JAKARTA — Otoritas Jasa Keuangan (OJK) meminta perbankan untuk terbuka mengenai komisi bancassurance yang mereka dapatkan. Langkah ini dipercaya akan menguntungkan nasabah.
Deputi Komisioner Pengawas Industri Keuangan Nonbank OJK Dumoly F Pardede mengatakan, OJK menginginkan adanya panduan mengenai biaya yang didapatkan perbankan dari penjualan asuransi. Bank memiliki tiga fungsi dari bancassurance, yakni sebagai agen, distributor, dan hybrid. “Kalau agen, kan sudah jelas ada komisinya. Dalam ketentuan penjualan produk di dalam polis ada dicantumkan mau agen perorangan atau mau agen bank,” ujar Dumoly, Selasa (10/6).
Bank sebagai distributor juga mengeluarkan biaya, seperti TI, sumber daya manusia, dan kantor cabang. Sedangkan sebagai hybrid, bank juga harus mengeluarkan biaya. Ia mengatakan, komisi yang harus dibuka kepada nasabah merupakan komisi bank sebagai agen. Hal tersebut masih didiskusikan dengan perbankan. Komisi itu nantinya harus dicantumkan dalam polis.

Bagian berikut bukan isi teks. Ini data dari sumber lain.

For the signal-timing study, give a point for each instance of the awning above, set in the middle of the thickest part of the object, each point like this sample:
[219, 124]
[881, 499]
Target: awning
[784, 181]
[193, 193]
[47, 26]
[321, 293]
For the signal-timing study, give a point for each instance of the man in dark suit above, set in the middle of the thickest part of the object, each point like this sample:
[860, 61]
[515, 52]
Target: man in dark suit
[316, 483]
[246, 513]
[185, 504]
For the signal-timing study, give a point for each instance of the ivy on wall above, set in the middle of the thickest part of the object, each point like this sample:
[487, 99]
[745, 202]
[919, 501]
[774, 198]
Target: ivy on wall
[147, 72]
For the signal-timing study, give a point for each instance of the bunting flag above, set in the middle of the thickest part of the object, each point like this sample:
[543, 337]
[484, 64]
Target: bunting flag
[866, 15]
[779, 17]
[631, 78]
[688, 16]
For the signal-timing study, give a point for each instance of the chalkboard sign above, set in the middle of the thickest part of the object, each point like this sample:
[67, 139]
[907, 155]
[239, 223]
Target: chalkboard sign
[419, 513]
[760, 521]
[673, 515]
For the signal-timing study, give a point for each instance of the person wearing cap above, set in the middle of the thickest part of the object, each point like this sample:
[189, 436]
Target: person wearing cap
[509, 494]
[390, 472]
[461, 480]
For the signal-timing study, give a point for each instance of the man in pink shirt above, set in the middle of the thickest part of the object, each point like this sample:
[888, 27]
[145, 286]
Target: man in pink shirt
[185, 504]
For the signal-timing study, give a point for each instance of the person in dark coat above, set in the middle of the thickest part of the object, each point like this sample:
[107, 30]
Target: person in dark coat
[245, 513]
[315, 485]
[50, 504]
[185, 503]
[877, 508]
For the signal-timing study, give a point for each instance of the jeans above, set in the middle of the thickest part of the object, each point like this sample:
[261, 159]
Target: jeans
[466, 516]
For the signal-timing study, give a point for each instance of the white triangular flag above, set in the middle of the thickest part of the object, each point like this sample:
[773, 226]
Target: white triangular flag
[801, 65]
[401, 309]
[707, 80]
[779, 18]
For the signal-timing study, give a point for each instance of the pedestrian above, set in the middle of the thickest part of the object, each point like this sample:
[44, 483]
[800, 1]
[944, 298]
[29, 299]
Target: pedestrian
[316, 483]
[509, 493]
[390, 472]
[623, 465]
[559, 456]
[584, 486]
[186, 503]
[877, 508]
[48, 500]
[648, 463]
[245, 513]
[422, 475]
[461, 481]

Dewan Komisioner OJK Bidang Perbankan Nelson Tampubolon mengatakan, langkah tersebut dianggap akan menguntungkan nasabah. “Transparansi supaya nasabah bisa melakukan pilihan dengan informasi yang lengkap,” katanya. Nasabah dapat membandingkan komisi yang didapat oleh satu bank dengan bank yang lainnya untuk mendapatkan harga yang paling murah.
Menurutnya, perbankan pun tidak akan keberatan jika informasi tersebut dibuka pada nasabah. Alasannya, keterbukaan komisi sama halnya dengan transparansi suku bunga dasar kredit (SBDK) yang sudah terlebih dahulu dilakukan. Keterbukaan komisi juga diharapkan dapat mendorong turunnya komisi yang didapat dan meningkatkan efisiensi bank.
Vice President Director Manulife Indonesia Nelly Husnayati mengatakan, pihak bank akan keberatan jika komisi tersebut harus dibuka kepada nasabah. Namun, menurutnya, jika hal tersebut menjadi peraturan, asuransi, bank, dan OJK harus berdiskusi bersama.
Ia mengatakan, komisi bank sebagai agen pemasar asuransi jiwa berbeda-beda. Ini tidak sama dengan agen pemasar asuransi umum yang relatif sama. “Takutnya nanti nasabah melihatnya, mereka dapat komisinya segini, berarti preminya mahal sekali. Padahal, tentu itu sudah dikemas sedemikian rupa,” ujarnya.
Selain itu, Asosiasi Asuransi Umum Indonesia (AAUI) mencatat premi bruto asuransi umum tumbuh 19,6 triliun pada kuartal I 2014. Wakil Ketua Bidang Statistik, Informasi, dan Analisa AAUI Dadang Sukresna mengatakan, premi bruto pada kuartal I mencapai Rp 12,7 triliun, naik dari periode yang sama pada tahun sebelumnya sebesar Rp 10,6 triliun.
Pertumbuhan terbesar pada kuartal I secara nominal dicapai oleh lini usaha asuransi harta benda. Lini usaha ini tumbuh 57,6 persen menjadi Rp 3,8 triliun. Kenaikan disebabkan oleh perpanjangan kontrak pada kuartal I dan akibat kenaikan harga setelah penetapan aturan premi.
Lini usaha kendaraan bermotor memiliki kontribusi terbesar kedua dengan nominal premi bruto mencapai Rp 3,4 triliun atau tumbuh 8,1 persen dari periode yang sama pada tahun sebelumnya. Pertumbuhan tertinggi secara persentase berasal dari lini usaha rangka pesawat yang tumbuh 106,8 persen menjadi Rp 143 miliar, disusul oleh lini usaha kredit yang tumbuh 91,7 persen menjadi Rp 814,2 miliar.
Lini usaha energi off shore dan energi darat terkoreksi paling besar. Kedua lini usaha tersebut masing-masing tumbuh minus 67,3 persen dan minus 41,8 persen menjadi Rp 41,8 miliar dan Rp 59,7 miliar.
Sedangkan, klaim bruto pada kuartal I tercatat sebesar Rp 4,5 triliun, tumbuh 12,9 persen.